The testimony later offered in support of the position that some of the club teams engage in "intercollegiate competition" was given by Brown's Assistant Athletic Director, Jeffrey Ward. Conceding his uncertainty, he testified that he believed that the following club teams might engage in substantial competition with varsity teams at other colleges: women's water polo, women's soccer, women's skiing, women's and coed sailing, and men's skiing. Trial Tr. 12/8/94 at 139-40. However, in addition to being unable to ascertain from the record which of the clubs' competitors were varsity teams, this Court has no way of determining the number of participants (with the exception of women's water polo) on each of these club teams. As Brown acknowledged in its answer to plaintiffs' interrogatories, club team rosters are not maintained by either the athletic department or the student activities office. Pls.' Ex. 1 at 6-7.

[30] While both men's and women's teams at the donor-funded level may operate at a disadvantage compared to university-funded teams, the burden of this status falls more heavily on women's teams. There was ample testimony that women's teams are less able than men's teams to raise necessary funds from private donations. Although defendants attributed this fund raising disparity to lack of effort on the part of women's coaches and teams, I find Coach Robert Rothenberg's explanation more persuasive. As head coach of both the men's and women's track teams, he testified that he and his staff worked equally hard to raise money for both teams but were never able to raise as much money on behalf of the women's team as they were able to raise for the men's team. He attributed this disparity to the financial bases available and to traditional patterns of giving, stating:

[The] women's track and field program at Brown started about 1978, the men's started about a hundred years before. When you look at the giving, you are not going to get major contributions [from] men or women that are in their twenties or thirties. Your biggest contributions will come from people that have raised their children, that are out, that have accumulated some money and are looking for [a] way to [give] back to the university in the sport that he or she participated in. I think traditionally men have probably controlled more of that money available in families. But for whatever the reason, there's a tremendous difference in the ability to fund raise for men and for women and I've been doing [it] for 13 years.

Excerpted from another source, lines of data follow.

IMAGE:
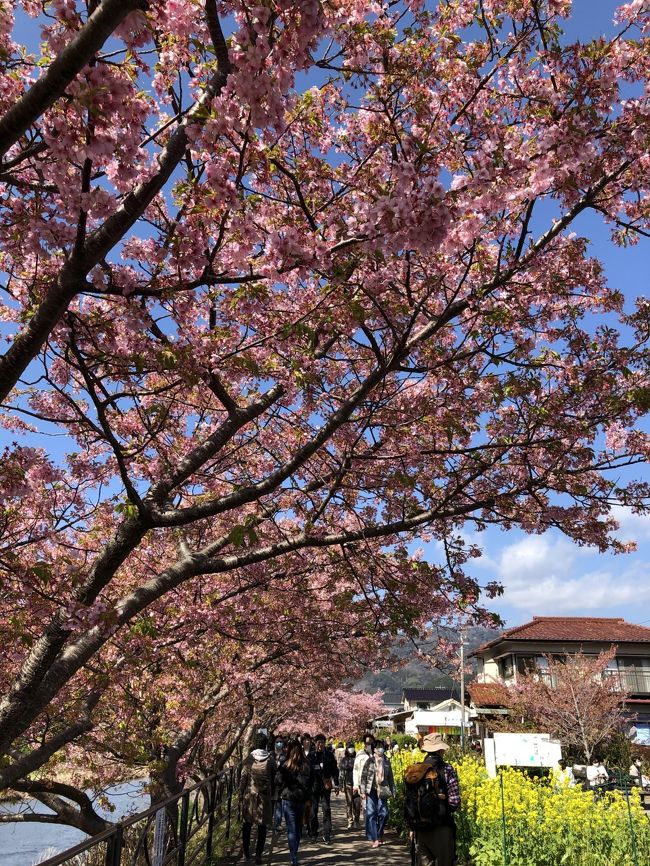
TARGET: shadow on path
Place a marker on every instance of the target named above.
(348, 846)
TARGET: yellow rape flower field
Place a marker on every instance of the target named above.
(537, 822)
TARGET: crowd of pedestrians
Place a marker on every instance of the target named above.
(289, 787)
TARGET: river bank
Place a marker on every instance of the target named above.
(28, 843)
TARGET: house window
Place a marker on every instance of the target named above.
(634, 674)
(506, 668)
(529, 664)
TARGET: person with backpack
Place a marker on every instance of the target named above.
(346, 779)
(256, 796)
(432, 796)
(326, 777)
(294, 780)
(377, 784)
(280, 755)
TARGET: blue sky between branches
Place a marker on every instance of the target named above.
(549, 574)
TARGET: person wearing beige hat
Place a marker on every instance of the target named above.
(433, 828)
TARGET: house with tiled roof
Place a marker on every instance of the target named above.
(427, 711)
(524, 647)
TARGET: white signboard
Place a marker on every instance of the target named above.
(522, 750)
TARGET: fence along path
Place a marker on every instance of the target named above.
(348, 846)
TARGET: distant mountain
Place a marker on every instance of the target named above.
(411, 672)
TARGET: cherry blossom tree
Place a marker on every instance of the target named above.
(339, 713)
(294, 285)
(573, 699)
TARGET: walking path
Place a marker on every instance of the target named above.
(348, 846)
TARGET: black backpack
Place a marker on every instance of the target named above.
(425, 803)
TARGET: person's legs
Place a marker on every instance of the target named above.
(246, 829)
(371, 817)
(349, 804)
(437, 847)
(292, 813)
(277, 815)
(313, 822)
(424, 854)
(382, 817)
(259, 845)
(326, 802)
(357, 809)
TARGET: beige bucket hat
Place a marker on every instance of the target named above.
(433, 743)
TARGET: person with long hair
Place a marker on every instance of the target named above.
(256, 796)
(378, 785)
(294, 781)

Trial Tr. 12/1/94 at 188-89.

[31] Kim Havell, the 1994-95 women's ski team captain illustrated this point:

Q: Have you enjoyed all of the aspects of competing to become a top-flight women's ski program at Brown?

A: I would say no to that in the sense that it's been a lot of โ€" it's hard to get everything together. Every year the captains have to put in a lot of work to make sure everyone knows when the races are, when we have to meet. All the details we have to worry about too, the team members have to consider. And it's not just set up, you go, you do the best you can[. Y]our mind is on the duties you have to the team, not just on competing and doing the best that you can.

Trial Tr. 9/29/94 at 75.

[32] The Policy Interpretation applies separately to each level of athletic program within an institution. The Policy Interpretation states that it "is designed specifically for intercollegiate athletics, however its general principles will often apply to club, intramural, and interscholastic athletic programs...." See 44 Fed.Reg. at 71,413. Brown's unusual two-tiered treatment of its varsity program defies easy categorization. Because Brown has created another layer of athletic offerings, it is arguable that this Court should assess compliance by independently applying the Policy Interpretation to each tier of its intercollegiate varsity program. This method would give effect to the "Overall Determination of Compliance" element of the Policy Interpretation's "Effective Accommodation" provision. See 44 Fed. Reg. at 71,418 (asking "[w]hether disparities in individual segments of the program with respect to benefits, treatment, services, or opportunities are substantial enough in and of themselves to deny equality of athletic opportunity"). See supra part IV.C.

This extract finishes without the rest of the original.